The simulation of the CNN-based vehicle detection system is performed using four different structures described in Table 2. All the models are trained for 50 epochs. For each of the training, validation and testing stages the performance of the system is measured. During simulation, the values of RMSE, Accuracy (ACC), True Positive (TP), False Positive (FP), True Negative (TN), False Negative (FN), Specificity (SPE), Sensitivity (SENS) and Area Under Curve (AUC) are calculated. Table 3 depicts the results for the training, validation and testing stages of the model 1. In the table, the best results are blackened. As shown the performance of model 2 is better than other ones. For this model, the value of accuracy in train, validation and testing stages are obtained as 0.9941, 0.9956 and 0.9981 correspondingly. We test the results using different bath sizes (8, 16,32 and 64).
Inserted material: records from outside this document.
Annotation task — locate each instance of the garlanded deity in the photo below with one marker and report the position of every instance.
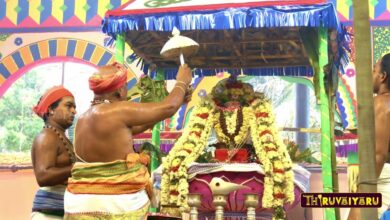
(243, 123)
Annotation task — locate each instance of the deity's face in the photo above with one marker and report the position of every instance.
(235, 94)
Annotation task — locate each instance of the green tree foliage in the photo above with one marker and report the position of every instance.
(18, 124)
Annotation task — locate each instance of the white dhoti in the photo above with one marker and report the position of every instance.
(383, 187)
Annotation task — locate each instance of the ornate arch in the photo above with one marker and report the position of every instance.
(19, 62)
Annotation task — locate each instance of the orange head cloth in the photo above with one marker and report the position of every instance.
(51, 95)
(104, 83)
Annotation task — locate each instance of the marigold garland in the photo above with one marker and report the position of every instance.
(273, 154)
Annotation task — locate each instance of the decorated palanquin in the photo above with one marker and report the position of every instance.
(247, 151)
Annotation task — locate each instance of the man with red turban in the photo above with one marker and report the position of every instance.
(112, 180)
(52, 152)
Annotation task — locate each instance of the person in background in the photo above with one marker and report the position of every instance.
(52, 152)
(381, 89)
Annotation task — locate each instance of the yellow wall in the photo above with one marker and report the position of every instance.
(17, 191)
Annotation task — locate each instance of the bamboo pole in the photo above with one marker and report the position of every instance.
(326, 130)
(120, 48)
(366, 123)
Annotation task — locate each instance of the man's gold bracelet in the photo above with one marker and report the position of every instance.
(181, 88)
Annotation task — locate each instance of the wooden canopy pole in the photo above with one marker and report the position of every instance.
(366, 123)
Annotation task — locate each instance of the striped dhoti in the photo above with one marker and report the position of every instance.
(113, 190)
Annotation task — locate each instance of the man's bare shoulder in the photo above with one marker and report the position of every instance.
(46, 139)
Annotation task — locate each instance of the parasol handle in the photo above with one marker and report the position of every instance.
(181, 58)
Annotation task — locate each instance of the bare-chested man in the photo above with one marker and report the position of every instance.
(52, 152)
(111, 180)
(381, 87)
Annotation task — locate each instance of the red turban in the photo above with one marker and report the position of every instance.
(51, 95)
(104, 83)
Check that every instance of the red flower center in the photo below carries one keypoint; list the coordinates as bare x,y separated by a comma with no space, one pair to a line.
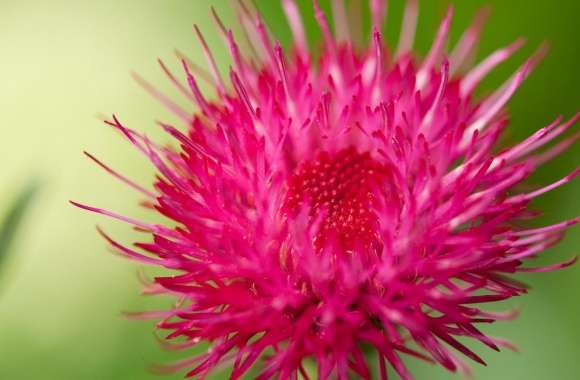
341,186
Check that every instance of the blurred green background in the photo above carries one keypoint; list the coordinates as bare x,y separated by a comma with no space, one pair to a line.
66,61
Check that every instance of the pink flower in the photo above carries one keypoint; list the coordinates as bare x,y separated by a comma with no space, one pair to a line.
319,209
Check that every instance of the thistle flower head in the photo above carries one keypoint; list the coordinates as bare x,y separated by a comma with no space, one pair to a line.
321,209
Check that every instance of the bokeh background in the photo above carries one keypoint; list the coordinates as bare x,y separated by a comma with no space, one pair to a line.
65,62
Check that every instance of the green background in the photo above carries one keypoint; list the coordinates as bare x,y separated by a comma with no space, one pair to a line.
64,62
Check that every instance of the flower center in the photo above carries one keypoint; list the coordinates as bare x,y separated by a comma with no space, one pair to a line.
341,186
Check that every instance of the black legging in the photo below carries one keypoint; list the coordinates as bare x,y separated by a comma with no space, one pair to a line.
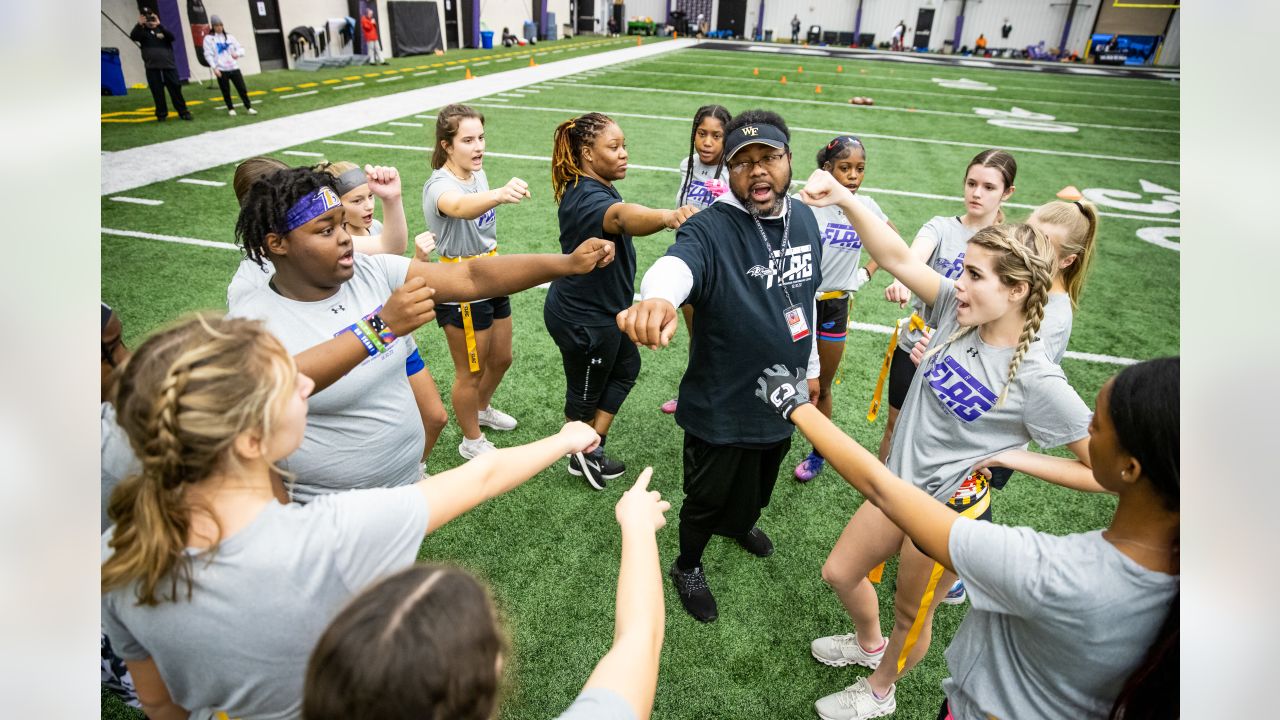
224,82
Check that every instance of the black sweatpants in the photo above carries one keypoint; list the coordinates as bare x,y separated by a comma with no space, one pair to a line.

The best results were obtained when the batch size was 64.

Table 2 Types of CNN models used in the simulation
Table 3 Performances of the CNN for models 1, 2, 3 and 4

Each model is tested using different image resolutions. Table 4 depicts the simulation results of model 2 for image sizes 8 × 8, 16 × 16, 32 × 32 and 64 × 64. In the raining and evaluation stage, the accuracy of the 32 × 32 version was better, but in the testing stage, the result of 64 × 64 was better (0.9981) than others.
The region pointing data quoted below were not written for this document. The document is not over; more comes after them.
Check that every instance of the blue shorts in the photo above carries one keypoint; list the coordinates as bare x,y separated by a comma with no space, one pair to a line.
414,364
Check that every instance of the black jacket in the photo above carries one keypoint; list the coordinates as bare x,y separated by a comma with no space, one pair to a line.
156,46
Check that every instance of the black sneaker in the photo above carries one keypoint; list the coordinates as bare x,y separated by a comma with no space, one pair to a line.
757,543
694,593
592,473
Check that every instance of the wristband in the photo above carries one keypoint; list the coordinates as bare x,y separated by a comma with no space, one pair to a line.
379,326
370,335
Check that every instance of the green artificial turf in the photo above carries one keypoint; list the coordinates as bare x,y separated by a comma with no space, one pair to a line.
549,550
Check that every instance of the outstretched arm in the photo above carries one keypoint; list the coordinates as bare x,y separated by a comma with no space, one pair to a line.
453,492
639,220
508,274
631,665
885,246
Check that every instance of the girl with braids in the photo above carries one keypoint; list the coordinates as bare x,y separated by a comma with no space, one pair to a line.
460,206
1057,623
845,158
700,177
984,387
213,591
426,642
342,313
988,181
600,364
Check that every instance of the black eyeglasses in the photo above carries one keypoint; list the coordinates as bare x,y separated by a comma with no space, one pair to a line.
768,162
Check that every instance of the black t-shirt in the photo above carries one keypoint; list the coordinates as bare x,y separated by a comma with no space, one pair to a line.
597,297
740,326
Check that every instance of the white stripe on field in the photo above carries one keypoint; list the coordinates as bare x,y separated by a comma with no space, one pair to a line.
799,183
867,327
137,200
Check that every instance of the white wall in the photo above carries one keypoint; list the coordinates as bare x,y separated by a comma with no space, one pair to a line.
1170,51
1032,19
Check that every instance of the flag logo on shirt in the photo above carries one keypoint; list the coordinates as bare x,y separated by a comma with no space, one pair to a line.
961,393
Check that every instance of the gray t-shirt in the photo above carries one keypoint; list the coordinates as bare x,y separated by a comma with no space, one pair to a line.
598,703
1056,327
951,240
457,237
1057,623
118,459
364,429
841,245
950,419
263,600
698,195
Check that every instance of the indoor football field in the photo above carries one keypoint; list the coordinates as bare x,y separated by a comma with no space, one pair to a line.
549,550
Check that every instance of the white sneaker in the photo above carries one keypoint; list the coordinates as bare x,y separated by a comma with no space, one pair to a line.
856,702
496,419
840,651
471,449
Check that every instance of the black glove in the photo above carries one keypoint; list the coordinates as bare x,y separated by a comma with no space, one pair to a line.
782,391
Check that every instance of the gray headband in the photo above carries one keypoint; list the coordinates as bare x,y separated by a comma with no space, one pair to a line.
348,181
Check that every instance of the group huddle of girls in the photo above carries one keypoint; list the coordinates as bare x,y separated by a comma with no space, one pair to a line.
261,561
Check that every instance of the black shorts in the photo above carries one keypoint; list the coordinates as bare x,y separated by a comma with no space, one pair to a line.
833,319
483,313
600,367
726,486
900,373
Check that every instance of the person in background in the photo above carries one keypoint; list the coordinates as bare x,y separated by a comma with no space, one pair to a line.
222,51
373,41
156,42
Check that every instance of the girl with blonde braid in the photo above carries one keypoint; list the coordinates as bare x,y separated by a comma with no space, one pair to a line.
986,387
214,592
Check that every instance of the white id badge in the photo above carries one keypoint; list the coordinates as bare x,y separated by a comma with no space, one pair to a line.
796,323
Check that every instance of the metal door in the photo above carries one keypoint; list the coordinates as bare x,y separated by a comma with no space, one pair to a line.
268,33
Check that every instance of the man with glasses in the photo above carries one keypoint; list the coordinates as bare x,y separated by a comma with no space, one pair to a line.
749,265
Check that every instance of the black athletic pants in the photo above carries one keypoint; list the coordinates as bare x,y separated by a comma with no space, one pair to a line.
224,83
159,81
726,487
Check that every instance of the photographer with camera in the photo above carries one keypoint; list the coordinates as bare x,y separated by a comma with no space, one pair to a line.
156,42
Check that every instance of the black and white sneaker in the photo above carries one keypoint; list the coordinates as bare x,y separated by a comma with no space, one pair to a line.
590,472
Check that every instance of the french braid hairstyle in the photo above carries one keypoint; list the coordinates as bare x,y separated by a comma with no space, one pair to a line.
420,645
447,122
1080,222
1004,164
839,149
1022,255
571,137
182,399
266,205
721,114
Table 4 Performances of the CNN (Model 2) using different image’s width and height

The simulation results of the CNN model are compared with the results of the HOG + SVM and FFNN models. The used FFNN was designed using 3 hidden layers respectively with the 512, 256 128 neurons. The comparative results of the used techniques are shown in Table 5. The obtained results indicate that the designed CNN model has better performance than SVM and FFNN models.
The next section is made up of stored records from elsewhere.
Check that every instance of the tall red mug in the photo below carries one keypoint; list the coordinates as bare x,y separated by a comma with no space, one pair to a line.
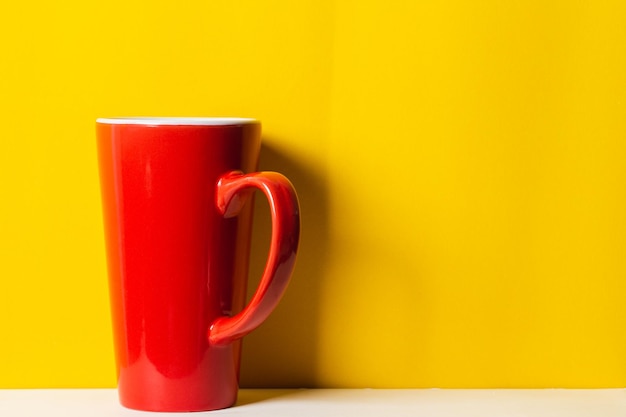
177,206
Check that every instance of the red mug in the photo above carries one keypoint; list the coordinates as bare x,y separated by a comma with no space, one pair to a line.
177,205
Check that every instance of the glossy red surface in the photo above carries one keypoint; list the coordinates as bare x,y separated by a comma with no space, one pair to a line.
177,215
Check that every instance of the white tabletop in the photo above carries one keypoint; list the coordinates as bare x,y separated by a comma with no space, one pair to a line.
338,402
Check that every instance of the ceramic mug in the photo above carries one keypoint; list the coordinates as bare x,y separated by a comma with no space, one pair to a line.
177,204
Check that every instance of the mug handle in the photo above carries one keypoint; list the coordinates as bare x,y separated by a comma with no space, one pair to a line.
233,190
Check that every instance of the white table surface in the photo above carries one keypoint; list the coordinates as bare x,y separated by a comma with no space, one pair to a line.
338,402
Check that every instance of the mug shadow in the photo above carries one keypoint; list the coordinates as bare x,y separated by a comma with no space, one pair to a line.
282,352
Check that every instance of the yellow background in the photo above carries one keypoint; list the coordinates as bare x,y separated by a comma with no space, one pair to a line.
461,167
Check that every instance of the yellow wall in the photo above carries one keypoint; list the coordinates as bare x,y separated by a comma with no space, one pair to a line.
461,166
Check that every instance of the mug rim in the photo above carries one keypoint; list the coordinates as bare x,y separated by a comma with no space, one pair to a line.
176,121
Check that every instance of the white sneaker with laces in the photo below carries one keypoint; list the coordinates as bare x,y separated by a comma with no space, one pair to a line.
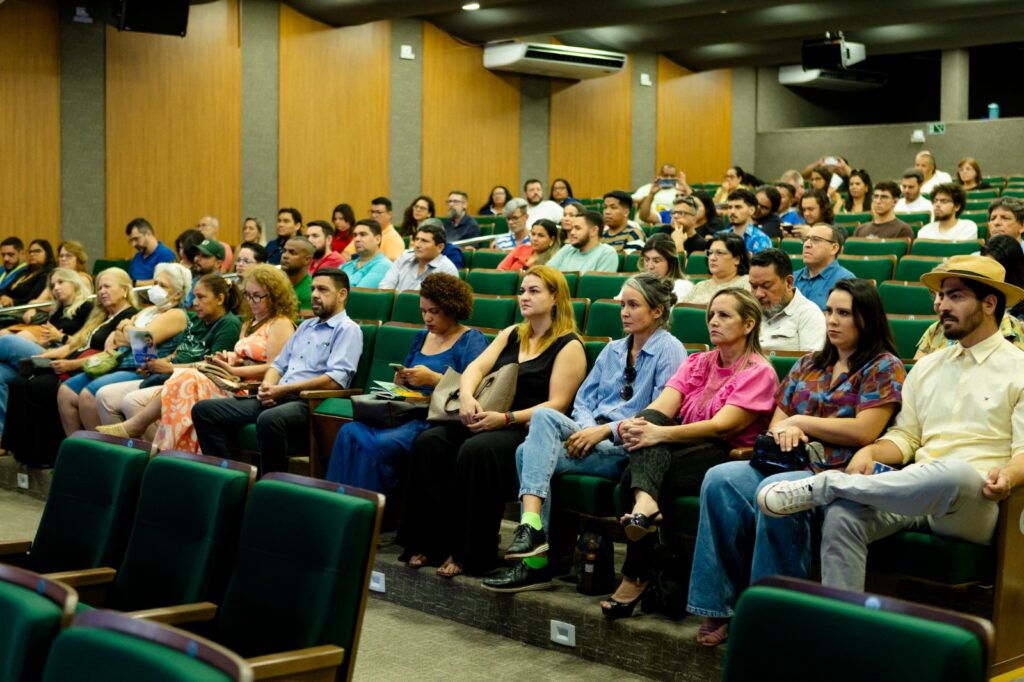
787,497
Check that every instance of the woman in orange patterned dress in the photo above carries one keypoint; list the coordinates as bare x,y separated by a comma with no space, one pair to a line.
273,308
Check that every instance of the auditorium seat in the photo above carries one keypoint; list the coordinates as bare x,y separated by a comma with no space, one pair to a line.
499,283
860,246
107,645
897,640
33,610
907,331
89,510
943,248
909,268
300,582
181,544
908,298
879,268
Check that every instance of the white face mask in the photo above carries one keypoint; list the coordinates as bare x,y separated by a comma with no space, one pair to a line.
158,295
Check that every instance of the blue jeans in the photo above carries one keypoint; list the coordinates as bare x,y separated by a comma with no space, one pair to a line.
82,382
543,455
12,348
732,529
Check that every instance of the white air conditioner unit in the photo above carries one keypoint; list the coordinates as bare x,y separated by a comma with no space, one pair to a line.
552,60
846,80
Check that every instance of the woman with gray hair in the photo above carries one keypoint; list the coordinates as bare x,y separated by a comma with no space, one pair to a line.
627,377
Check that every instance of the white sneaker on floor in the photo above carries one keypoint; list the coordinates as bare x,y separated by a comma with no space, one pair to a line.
787,497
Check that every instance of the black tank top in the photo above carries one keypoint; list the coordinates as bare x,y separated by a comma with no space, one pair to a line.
534,382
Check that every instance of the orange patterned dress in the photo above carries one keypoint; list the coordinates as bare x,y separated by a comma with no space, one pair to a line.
187,386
Table 5 Comparison results of the models

The designed system is tested using traffic videos (Fig. 7). The goal was the real-time detection of vehicles on the road and making a decision on the selection of speed and direction of the controlled car. The images of size 640 × 480 pixels were captured by the video camera which is mounted in front of the car. The sliding window technique is applied to detect vehicles from captured images. We used a 128 × 128 pixel window to slide by 64-pixel step size from left to right in order to detect vehicles. The sky region was dropped and possible car areas are selected by the system. The selected field having a car is resized in 64 × 64 pixels suitable for CNN. These selected areas are used for the recognition (classification) of the cars which is sent to the CNN. Based on input information CNN determined the presence of the car.

Fig.7
figure 7

CNN-based vehicle detection for car driving obtained from video cameras

4 Conclusion

The vision-based vehicle detection system for intelligent car driving is presented. The vehicle detection and recognition system is based on convolutional neural networks. The structure of CNN and its design principles are presented. The advantage of convolutional neural networks is to require low preprocessing steps. The pre-trained model can automatically detect vehicles from the images with simple preprocessing techniques without using image processing such as edge detection, image enhancement, feature extraction and classification techniques. Due to global feature extraction by the convolutional layer, CNN achieved more accurate recognition results for the vehicles from their images. These have been proved by experiments that are based on GTI datasets and achieved more accurate results than other techniques. Experimental results prove that this kind of system is more robust to variations. The designed system can be used in real life and assist the drivers.